Brasília: urban mobility and sociospatial segregation in the daily lives of undergraduate students at the UnB Darcy Ribeiro campus
University of Brasília; Students; Federal District; Urban Mobility; Sociospatial Segregation
This study is dedicated to investigating university youth mobility within the urban space of the Brasília metropolis. Our analytical focus is directed toward the trajectories of undergraduate students at the University of Brasília (UnB), on the Darcy Ribeiro campus. Located in Asa Norte (North Wing), one of the areas of the Pilot Plan, this campus receives students from various Administrative Regions of the Federal District and from its corresponding metropolitan periphery, in addition to hosting a plurality of undergraduate programs across broad fields of knowledge. Our main research question is: How do undergraduate students at UnB’s Darcy Ribeiro campus experience urban mobility, and how are they affected by the sociospatial segregation between the Administrative Regions and Brasília? As residents of a city designed for cars, these students perceive in their daily lives the weight of motorized spatial mobility in their home-to-university commute and vice versa, especially those who live far from UnB and depend on public transportation. Our objective is to analyze the influence of sociospatial dynamics on students’ trajectories and how the physical space affects the daily act of coming and going for this group of individuals. In other words, we investigate how undergraduates move around the modernist Brazilian capital as they travel to their homes, workplaces, and especially the university.
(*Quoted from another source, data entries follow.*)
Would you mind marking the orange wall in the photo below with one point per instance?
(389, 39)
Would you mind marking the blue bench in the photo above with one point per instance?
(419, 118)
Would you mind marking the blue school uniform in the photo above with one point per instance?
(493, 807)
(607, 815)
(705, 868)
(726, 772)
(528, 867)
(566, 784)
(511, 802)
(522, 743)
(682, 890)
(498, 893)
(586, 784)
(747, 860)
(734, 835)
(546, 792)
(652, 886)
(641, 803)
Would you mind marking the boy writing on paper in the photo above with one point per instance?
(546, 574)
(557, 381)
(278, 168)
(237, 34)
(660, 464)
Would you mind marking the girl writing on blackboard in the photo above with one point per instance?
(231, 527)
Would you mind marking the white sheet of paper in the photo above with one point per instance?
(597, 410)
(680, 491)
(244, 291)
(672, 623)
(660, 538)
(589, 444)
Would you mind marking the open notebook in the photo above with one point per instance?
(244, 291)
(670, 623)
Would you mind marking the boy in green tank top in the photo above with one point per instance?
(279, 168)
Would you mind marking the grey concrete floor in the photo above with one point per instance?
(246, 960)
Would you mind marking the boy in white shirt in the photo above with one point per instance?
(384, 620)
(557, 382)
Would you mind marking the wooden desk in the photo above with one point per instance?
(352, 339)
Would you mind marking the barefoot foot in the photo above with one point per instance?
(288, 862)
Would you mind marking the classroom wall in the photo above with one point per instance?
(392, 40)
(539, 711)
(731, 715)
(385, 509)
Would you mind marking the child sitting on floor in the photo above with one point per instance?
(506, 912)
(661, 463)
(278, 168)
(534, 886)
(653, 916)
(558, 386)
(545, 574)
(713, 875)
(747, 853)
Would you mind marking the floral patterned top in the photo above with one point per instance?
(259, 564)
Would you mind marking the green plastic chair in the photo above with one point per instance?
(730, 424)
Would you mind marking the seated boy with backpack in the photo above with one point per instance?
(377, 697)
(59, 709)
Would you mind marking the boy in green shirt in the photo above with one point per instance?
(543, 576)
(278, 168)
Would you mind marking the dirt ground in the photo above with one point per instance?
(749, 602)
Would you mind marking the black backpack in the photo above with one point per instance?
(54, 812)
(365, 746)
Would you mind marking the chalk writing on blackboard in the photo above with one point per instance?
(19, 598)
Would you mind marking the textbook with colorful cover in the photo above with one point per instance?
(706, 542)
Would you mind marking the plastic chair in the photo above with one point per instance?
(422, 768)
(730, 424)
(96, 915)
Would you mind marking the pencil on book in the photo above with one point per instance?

To fulfill the purposes of this study, we carried out a mixed-methods (qualitative and quantitative) investigation, making use of three research techniques: documentary analysis, online questionnaires, and semi-structured interviews. We employed different methodological tools to more accurately understand and describe the phenomenon of urban mobility as experienced by undergraduate students. The findings indicate that the interrelation between place of residence and spatial displacement affects time availability, dedication to academic activities, course schedule organization, university life, and leisure. It was observed that the longer the time spent commuting, the more intense the (negative) impacts on students’ daily lives.